Amis saw the novel as a kind of overall investigation. "Mary (the main character) doesn't know what her role is," Amis explained in 1981.[1] "Because of this, men start questioning their own attitudes towards women, and even about themselves. When one's role is undermined, you begin to look at everything around you in a different light."
The book was well-received in Britain and the United States.
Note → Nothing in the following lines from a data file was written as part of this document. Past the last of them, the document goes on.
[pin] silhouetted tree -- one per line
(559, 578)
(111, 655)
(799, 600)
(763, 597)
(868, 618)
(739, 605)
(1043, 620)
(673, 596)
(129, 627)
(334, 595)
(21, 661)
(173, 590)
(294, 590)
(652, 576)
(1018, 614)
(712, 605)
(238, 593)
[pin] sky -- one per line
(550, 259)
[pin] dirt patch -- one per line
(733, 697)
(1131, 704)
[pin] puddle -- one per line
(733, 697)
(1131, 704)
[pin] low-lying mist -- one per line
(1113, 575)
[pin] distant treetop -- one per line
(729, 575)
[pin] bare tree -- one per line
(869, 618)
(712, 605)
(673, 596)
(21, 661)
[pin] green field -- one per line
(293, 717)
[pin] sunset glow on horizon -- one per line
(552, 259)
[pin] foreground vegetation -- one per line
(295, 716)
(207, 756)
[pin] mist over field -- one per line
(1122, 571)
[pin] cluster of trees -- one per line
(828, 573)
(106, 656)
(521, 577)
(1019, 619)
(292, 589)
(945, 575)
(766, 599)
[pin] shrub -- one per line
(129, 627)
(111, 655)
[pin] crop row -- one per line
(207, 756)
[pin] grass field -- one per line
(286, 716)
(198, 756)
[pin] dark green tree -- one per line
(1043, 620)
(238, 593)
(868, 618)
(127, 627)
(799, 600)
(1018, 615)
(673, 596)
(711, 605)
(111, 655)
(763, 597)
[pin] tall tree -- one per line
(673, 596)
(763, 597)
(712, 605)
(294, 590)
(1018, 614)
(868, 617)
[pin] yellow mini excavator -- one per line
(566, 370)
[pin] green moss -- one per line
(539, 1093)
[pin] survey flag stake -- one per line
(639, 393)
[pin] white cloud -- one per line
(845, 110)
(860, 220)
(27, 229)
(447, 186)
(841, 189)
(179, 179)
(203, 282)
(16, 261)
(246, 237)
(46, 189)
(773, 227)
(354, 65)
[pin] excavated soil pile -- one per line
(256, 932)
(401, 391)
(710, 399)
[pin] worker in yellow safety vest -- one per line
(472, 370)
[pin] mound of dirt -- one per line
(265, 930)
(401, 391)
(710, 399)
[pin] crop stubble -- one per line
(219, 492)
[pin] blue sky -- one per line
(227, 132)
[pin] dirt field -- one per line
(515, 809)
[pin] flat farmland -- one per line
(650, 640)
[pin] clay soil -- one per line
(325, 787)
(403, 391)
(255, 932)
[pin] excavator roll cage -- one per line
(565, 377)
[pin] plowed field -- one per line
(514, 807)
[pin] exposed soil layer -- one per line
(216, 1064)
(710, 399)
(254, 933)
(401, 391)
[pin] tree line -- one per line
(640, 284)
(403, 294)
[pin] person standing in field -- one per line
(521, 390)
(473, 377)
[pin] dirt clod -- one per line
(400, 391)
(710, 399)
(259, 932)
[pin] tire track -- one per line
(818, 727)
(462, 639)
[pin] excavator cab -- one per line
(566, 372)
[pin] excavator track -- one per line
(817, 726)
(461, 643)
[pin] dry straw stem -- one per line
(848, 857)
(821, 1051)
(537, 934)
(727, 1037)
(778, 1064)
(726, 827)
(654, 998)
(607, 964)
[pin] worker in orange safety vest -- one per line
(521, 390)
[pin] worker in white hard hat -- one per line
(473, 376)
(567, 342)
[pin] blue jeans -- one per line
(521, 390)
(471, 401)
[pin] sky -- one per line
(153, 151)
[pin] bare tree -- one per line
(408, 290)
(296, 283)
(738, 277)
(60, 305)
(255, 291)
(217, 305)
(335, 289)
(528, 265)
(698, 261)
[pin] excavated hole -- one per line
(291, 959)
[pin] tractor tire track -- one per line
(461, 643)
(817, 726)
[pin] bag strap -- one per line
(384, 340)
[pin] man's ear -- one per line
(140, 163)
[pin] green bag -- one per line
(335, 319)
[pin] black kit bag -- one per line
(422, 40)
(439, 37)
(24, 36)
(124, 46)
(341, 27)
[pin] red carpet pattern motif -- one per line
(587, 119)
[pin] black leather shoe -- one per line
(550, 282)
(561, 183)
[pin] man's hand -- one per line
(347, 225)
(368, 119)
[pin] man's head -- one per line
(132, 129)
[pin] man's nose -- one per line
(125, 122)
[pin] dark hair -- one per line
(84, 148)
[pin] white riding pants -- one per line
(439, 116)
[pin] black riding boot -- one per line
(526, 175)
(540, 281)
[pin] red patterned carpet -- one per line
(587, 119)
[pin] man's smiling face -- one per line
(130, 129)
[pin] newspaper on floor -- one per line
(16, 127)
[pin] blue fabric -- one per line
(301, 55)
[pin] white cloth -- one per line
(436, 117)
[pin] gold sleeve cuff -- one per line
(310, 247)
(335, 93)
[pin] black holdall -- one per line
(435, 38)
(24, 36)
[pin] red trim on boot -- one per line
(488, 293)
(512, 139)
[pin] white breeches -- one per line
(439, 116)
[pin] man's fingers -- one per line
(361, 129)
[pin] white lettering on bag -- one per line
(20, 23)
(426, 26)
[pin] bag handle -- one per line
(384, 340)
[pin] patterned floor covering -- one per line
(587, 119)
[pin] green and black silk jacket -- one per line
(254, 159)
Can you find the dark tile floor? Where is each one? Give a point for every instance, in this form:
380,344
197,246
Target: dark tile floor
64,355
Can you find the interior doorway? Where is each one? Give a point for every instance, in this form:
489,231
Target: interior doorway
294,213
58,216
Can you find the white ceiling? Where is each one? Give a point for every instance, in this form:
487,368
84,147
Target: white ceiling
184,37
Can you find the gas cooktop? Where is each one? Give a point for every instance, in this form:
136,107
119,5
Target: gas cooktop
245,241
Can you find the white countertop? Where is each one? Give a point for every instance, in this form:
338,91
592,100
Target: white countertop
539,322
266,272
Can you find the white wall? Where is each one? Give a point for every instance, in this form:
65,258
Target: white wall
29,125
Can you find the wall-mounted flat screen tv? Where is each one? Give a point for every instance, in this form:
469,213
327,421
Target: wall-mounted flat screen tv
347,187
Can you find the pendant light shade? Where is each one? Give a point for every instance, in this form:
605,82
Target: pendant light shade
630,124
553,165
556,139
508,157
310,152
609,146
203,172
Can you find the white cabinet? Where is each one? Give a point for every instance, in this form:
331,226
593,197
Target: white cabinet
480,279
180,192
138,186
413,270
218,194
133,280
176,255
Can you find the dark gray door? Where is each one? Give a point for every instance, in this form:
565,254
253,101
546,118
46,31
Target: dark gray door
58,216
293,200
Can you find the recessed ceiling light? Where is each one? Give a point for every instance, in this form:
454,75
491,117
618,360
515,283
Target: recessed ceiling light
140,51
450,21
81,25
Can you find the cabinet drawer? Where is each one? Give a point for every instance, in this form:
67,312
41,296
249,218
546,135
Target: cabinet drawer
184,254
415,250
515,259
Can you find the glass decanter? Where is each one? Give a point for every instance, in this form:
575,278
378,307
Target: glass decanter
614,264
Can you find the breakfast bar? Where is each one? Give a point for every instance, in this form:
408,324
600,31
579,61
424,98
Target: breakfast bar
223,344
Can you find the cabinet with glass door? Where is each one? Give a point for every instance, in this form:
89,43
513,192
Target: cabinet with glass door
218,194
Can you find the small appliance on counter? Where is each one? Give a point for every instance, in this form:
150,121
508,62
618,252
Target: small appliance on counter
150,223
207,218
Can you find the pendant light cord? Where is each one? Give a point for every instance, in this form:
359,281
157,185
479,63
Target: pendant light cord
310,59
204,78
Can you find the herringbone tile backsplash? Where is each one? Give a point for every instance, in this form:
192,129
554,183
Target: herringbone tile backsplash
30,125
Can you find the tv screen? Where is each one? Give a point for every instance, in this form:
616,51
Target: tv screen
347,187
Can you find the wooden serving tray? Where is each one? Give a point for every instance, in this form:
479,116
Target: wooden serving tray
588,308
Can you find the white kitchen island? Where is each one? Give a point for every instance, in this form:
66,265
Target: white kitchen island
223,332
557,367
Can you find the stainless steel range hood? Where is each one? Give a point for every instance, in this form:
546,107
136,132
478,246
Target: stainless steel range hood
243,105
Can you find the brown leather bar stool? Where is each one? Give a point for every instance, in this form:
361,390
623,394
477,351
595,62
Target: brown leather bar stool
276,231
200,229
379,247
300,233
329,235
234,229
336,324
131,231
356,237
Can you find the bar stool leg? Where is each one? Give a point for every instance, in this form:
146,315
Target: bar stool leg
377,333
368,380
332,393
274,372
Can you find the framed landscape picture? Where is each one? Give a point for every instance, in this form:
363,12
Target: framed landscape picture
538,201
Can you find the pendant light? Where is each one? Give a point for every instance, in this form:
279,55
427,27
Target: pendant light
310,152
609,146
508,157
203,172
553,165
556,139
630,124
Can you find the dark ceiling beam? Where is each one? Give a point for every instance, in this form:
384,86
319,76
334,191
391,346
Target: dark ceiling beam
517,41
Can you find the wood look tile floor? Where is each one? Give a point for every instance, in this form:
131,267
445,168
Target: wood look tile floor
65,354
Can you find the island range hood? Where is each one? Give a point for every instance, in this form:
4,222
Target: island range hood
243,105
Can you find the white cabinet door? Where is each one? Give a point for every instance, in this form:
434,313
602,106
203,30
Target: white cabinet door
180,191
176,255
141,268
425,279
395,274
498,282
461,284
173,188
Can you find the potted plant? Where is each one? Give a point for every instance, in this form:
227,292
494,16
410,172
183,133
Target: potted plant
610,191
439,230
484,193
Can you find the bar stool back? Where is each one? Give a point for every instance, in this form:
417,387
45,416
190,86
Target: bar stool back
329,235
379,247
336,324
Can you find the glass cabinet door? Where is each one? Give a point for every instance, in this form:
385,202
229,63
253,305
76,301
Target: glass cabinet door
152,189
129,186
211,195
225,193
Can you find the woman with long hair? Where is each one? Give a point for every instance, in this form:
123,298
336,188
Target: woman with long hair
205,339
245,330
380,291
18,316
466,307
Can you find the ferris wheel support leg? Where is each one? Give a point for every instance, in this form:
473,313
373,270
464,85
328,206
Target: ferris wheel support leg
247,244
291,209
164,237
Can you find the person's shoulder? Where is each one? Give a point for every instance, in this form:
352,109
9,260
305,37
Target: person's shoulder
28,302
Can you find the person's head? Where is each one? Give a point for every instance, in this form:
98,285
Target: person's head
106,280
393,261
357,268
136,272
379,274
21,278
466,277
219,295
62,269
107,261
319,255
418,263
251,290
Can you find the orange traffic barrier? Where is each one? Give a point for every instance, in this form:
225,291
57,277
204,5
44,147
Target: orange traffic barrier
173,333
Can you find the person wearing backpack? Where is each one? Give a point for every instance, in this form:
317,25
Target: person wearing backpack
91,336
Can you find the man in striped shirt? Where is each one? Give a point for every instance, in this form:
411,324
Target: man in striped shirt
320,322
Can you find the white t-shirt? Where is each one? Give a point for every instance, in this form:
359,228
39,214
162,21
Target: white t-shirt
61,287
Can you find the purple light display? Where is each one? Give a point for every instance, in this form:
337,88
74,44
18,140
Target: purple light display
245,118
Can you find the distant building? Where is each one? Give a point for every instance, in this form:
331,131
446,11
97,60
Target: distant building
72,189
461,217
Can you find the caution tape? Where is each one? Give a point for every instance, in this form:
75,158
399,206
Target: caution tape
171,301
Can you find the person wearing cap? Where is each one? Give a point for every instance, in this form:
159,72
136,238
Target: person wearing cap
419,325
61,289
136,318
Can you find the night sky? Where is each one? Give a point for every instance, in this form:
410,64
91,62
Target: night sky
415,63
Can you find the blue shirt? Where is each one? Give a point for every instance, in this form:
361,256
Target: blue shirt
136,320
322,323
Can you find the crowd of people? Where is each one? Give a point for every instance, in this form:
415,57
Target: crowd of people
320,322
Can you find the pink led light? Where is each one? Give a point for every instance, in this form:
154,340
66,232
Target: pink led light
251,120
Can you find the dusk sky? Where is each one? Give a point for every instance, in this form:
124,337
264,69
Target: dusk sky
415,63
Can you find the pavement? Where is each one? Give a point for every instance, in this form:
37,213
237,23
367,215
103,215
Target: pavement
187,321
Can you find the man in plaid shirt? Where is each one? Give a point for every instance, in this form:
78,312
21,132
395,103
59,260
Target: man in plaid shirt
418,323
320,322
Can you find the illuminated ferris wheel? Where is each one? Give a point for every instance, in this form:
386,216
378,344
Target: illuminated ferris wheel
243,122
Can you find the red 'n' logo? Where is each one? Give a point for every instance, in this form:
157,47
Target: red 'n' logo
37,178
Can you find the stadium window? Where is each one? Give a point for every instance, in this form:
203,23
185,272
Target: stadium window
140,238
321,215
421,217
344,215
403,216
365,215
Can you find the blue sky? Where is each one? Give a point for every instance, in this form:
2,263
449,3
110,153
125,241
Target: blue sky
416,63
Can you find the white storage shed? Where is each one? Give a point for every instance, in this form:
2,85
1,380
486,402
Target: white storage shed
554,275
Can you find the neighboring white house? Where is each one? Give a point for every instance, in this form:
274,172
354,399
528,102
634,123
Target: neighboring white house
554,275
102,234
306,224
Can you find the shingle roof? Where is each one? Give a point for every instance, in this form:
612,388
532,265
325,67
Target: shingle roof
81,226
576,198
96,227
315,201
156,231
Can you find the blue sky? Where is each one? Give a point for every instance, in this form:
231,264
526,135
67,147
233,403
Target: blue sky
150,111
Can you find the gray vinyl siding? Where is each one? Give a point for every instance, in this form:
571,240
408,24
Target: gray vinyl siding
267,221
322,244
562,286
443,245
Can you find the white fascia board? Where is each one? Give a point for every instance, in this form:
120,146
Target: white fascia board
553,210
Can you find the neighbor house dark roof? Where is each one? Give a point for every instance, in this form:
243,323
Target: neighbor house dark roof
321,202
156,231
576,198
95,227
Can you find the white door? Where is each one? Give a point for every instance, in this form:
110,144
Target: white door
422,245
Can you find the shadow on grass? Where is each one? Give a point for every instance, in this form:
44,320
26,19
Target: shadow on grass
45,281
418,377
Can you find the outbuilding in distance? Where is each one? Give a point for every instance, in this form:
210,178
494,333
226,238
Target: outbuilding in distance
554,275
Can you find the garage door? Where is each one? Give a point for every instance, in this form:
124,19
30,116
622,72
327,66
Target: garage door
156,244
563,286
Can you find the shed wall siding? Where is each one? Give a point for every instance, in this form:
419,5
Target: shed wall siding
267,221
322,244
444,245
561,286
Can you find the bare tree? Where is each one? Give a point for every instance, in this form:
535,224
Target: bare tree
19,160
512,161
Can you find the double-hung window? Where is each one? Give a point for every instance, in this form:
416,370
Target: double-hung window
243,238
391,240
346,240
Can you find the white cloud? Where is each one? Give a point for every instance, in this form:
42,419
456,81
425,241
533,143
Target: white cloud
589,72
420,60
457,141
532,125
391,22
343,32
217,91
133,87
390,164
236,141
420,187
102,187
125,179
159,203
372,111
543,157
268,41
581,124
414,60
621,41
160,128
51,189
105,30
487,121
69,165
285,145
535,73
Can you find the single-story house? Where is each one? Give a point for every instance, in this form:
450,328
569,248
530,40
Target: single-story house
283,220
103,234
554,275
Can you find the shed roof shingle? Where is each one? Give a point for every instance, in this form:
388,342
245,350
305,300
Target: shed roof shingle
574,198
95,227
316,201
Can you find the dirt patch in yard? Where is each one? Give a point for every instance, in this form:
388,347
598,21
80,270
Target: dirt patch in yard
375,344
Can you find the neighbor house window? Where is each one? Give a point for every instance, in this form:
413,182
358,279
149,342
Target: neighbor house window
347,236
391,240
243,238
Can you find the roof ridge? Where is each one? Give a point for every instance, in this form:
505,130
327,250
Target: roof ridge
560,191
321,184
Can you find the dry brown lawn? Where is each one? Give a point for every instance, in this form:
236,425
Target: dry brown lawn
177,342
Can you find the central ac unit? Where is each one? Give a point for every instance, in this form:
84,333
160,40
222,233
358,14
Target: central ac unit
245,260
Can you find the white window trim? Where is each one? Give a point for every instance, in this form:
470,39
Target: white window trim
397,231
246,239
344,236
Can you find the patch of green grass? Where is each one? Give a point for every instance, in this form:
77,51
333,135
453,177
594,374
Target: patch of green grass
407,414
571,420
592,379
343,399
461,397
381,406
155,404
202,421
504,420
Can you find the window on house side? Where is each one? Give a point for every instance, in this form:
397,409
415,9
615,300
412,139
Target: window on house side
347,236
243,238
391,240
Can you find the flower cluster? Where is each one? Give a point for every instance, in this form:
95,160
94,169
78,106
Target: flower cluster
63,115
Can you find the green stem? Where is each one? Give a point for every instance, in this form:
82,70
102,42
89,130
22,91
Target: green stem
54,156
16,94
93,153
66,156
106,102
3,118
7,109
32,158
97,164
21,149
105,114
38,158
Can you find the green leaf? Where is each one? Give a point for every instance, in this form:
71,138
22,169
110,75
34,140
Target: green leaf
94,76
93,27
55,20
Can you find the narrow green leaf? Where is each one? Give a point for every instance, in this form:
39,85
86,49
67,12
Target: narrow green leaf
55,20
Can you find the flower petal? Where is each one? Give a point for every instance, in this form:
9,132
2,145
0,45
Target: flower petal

The writer J.G. Ballard called Other People "Powerful and electrifying... 'Other People' is a metaphysical thriller, Kafka reshot in the style of Psycho." Writing in Britain's The Guardian, poet, writer and critic Anthony Thwaite spoke the novel's "enormous confidence of address," continuing, "Other People is 'about' a descent into Hell, Hell being 'other people'-- it's a very strange and impressive performance."[2] The Times found "For all its savagery... Other People is a funny book... an achievement light years ahead of his earlier novels."[3] Judy Dempsey wrote in The Irish Times, "Amis has done something important in 'Other People.'"[4] In the Los Angeles Times, Charles Champlin called Amis "an English literary celebrity who, like Norman Mailer and Truman Capote here, finds himself in the columns more often than some film stars," and found the book, "an ingenious and mischievous piece of writing, nothing like a mystery with a tidy ending...a tour de force."[5]
Other People is the first book Amis completed after choosing to become a full-time fiction-writer; he had been on-staff at the New Statesman until 1979. Amis told an interviewer "I wanted to leave to devote myself to full-time writing. It was the responsibility of doing something else, not wholly connected with my writing that exhausted me from writing what I wanted. I enjoyed it, but I felt writing was more important."[6]